Xiado said:
Baneat said:
Xiado said:
Baneat said:
emeraldrafael said:
Freedom, cause with freedom comes the chance to make eqaulity, while equality only leads to less freedom (case in point, affirmative action).
You cannot have both.
Equality means I am the same as you (I=you)
Freedom leads to Egality, which means I'm worth the same as you on principle, I get no special treatments for any reason(I=>you). Everyone keeps their worth in Kant's way (As rationality is a necessity to morality, it is natural that morality applies to rationality).
If I = you and you = everyone else, then, by all being the same, we are worthless, or at best worth no more than one person. If I force your hand into hiring people you do not want to meet quotas, we're getting closer to the brave new world.
So when people balk at the idea of someone saying "I don't believe there should be equality" - they might have a better, more important principle.
You misunderstand the use of equality. It's not the idea that everyone is the same, but rather equality-of-rights. No-one argues for equality, they argue for equal rights, not because it sounds better but because it is different. The worth of one person is not a fixed value. You are worth only what you think you are. There is no arbitrary principle that measures your worth as a person. But you are equal to one person. Try to come to terms with the fact that you are only one person, and there is nothing to truly decide your worth other than yourself.
Equality of rights is egality
Communistic equality really is equality (They used hedonic principles to measure your worth, easiest way for them to do this is to give everyone the same shit as everyone else, to act only on "The greater good" < The good described here is happiness, but not quite utility since Marx fucking hated Bentham (I've never seen one philosopher rip down another so bad))

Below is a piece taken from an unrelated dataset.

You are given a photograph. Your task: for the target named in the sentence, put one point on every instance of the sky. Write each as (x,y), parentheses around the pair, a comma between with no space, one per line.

I have issues with parenthetics
It's been a while since I read the Communist Manifesto, but I don't recall anything about absolute equality being mentioned by Marx, though he did believe in equality of rights. That and the 'greater good' seems to be more of the utopian socialists bag. Later communists extrapolated Marx's ideas, but he never was an idealist in that sense; he just thought that political inequality was a way for the rich to divide and conquer the poor.
It's not in the manifesto, I have the quote, I have the author, I do not know where he wrote it, but it was a reliable source (From a textbook)
- He basically calls Bentham (Maybe mill? I'm not sure of the timeline of that guy compared to marx) a ripoff of some shitty old french philosophy, called them hacks and not worth a second glance, then went onto show that utility is shite because it's too one-dimensional in its end (Which is your basic hedonic calculus criticism) - I see how this can fit into the Manifesto. Real commies who derived themselves from Marx, I think they may have misunderstood him and his works slightly, with deadly consequences, because, really, they were trying to equate everyone to achieve some form of average utilitarianism. Still - noone's yet to beat Hitler's misinterpretation of Nietzche.
P.S - Got it -
"Not even excepting our philosopher, Christian Wolff, in no time and in no country has the most homespun commonplace ever strutted about in so self-satisfied a way. The principle of utility was no discovery of Bentham. He simply reproduced in his dull way what Helvétius and other Frenchmen had said with esprit in the 18th century. To know what is useful for a dog, one must study dog-nature. This nature itself is not to be deduced from the principle of utility. Applying this to man, he who would criticise all human acts, movements, relations, etc., by the principle of utility, must first deal with human nature in general, and then with human nature as modified in each historical epoch. Bentham makes short work of it. With the driest naiveté he takes the modern shopkeeper, especially the English shopkeeper, as the normal man. Whatever is useful to this queer normal man, and to his world, is absolutely useful. This yard-measure, then, he applies to past, present, and future. The Christian religion, e.g., is "useful," "because it forbids in the name of religion the same faults that the penal code condemns in the name of the law." Artistic criticism is "harmful," because it disturbs worthy people in their enjoyment of Martin Tupper, etc. With such rubbish has the brave fellow, with his motto, "nulla dies sine line!," piled up mountains of books."